The shift toward artificial intelligence has become one of the most prominent trends among former mining-focused companies. Demand for high-performance computing (HPC) continues to grow, and miners possess infrastructure well-suited to these workloads. AI hosting also generates significantly higher margins than digital asset mining, which has become unprofitable following the last halving and the extended drawdown in crypto prices.

TeraWulf Ramps Up Debt Financing for HPC Expansion

TeraWulf is pursuing a similar strategy, steadily increasing its debt financing to support a transition toward high-performance computing. The firm has secured a $500 million credit facility with a one-year term, with proceeds earmarked for the construction of a data center in Hayesville, USA.

By the end of February 2026, TeraWulf had completed fundraising totaling approximately $6.5 billion.
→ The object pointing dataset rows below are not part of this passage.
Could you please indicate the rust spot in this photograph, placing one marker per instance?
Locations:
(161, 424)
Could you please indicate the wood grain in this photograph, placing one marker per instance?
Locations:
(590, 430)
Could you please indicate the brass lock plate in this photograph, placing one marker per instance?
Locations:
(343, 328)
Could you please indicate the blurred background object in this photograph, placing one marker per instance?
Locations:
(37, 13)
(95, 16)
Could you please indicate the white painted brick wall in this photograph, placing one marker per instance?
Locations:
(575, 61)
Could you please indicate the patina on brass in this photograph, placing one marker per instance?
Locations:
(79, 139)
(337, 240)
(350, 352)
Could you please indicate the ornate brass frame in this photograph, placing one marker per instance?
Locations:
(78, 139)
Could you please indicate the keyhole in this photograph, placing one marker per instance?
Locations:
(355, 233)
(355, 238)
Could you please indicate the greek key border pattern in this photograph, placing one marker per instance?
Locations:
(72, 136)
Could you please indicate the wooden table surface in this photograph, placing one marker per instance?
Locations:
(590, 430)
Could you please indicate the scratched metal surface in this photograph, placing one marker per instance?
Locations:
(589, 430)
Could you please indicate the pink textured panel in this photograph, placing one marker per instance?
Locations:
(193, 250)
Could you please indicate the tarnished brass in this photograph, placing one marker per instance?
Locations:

The company's total contracted HPC infrastructure capacity now stands at 522 megawatts of critical IT load, distributed between the Lake Mariner and Abernathy facilities.

TeraWulf's aggressive debt-funded expansion underscores how seriously major mining industry players are betting on AI computing as their primary revenue driver in the years ahead.
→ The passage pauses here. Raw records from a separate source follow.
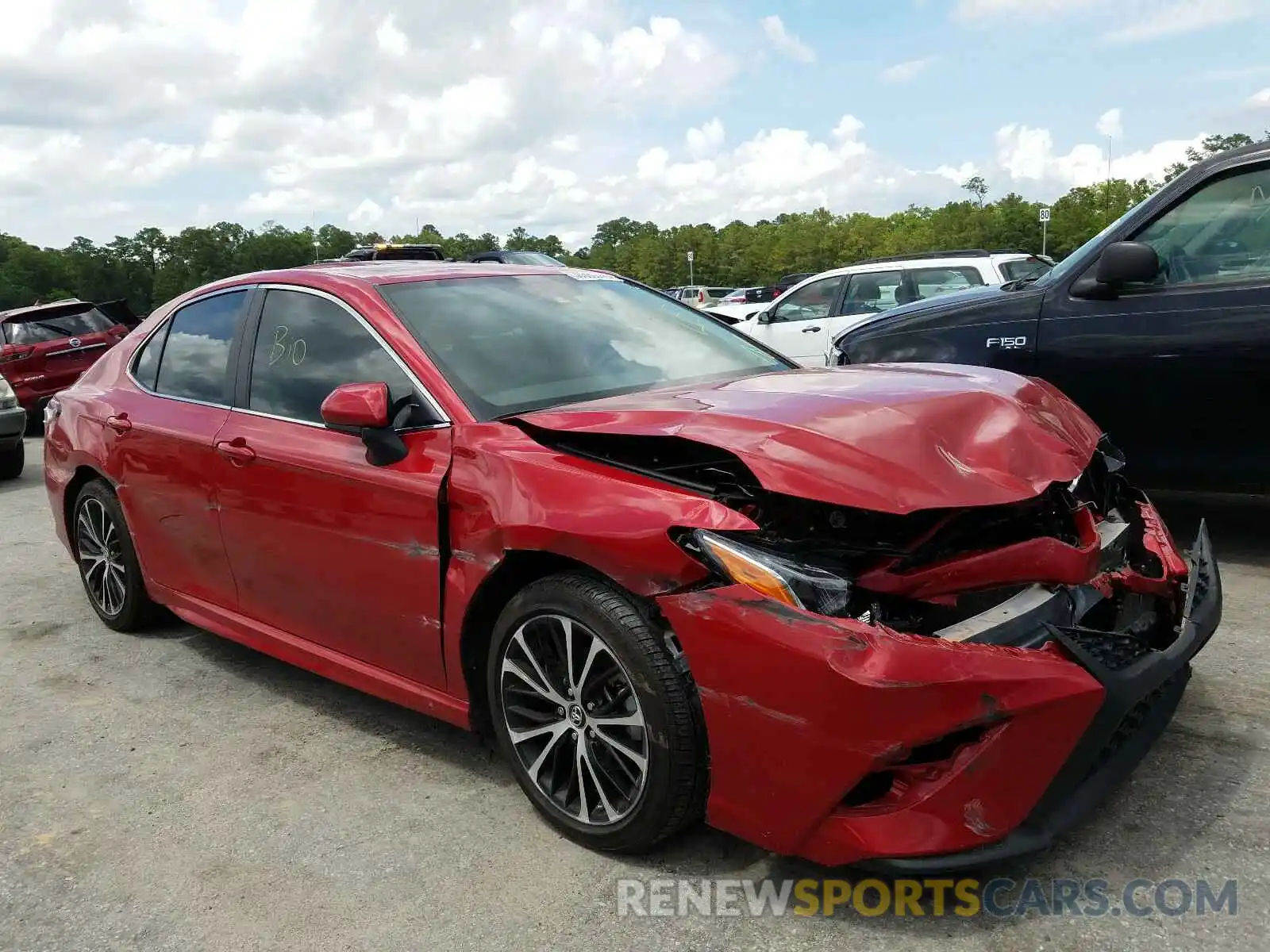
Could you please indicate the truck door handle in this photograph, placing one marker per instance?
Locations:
(237, 451)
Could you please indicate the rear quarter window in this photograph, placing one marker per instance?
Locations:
(196, 357)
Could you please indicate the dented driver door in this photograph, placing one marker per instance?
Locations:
(324, 545)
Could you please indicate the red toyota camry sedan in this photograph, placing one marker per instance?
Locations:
(911, 616)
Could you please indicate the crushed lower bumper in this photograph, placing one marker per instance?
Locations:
(1140, 701)
(803, 710)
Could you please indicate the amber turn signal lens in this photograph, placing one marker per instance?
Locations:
(746, 570)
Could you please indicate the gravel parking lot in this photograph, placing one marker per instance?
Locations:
(179, 791)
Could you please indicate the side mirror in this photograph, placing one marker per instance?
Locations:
(365, 409)
(357, 406)
(1124, 262)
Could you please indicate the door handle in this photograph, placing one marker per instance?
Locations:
(237, 451)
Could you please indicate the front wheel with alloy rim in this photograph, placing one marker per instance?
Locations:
(107, 559)
(588, 706)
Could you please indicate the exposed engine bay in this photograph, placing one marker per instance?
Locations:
(1087, 554)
ai-infrastructurebitcoin-miningcangocrypto-earningshpcmining-profitabilityterawulf

Frequently Asked Questions

How much did Cango lose in 2025 from bitcoin mining?

Cango reported a net loss of $452.8 million for 2025. Despite generating $688.1 million in revenue, operating expenses exceeded $1.1 billion, driven primarily by equipment depreciation and loan revaluation costs.

What is Cango's bitcoin mining cost per BTC?

By Q4 2025, Cango's cost of mining one bitcoin rose to $106,251. With bitcoin trading around $73,900 at the time, the operation became deeply unprofitable.

Why are bitcoin miners pivoting to AI infrastructure?

Following the latest halving and prolonged crypto price declines, mining has become uneconomical for many operators. AI hosting generates higher margins, and miners already possess suitable infrastructure for high-performance computing workloads.

How many BTC did Cango mine in 2025?

Cango produced 6,594.6 BTC during 2025, averaging approximately 18 coins per day. In February 2026, the company sold 4,451 BTC to reduce its debt burden and strengthen its balance sheet.

How much funding has TeraWulf raised for its HPC transition?

By late February 2026, TeraWulf completed fundraising totaling approximately $6.5 billion. The company also secured a $500 million credit line specifically for building a data center in Hayesville, USA.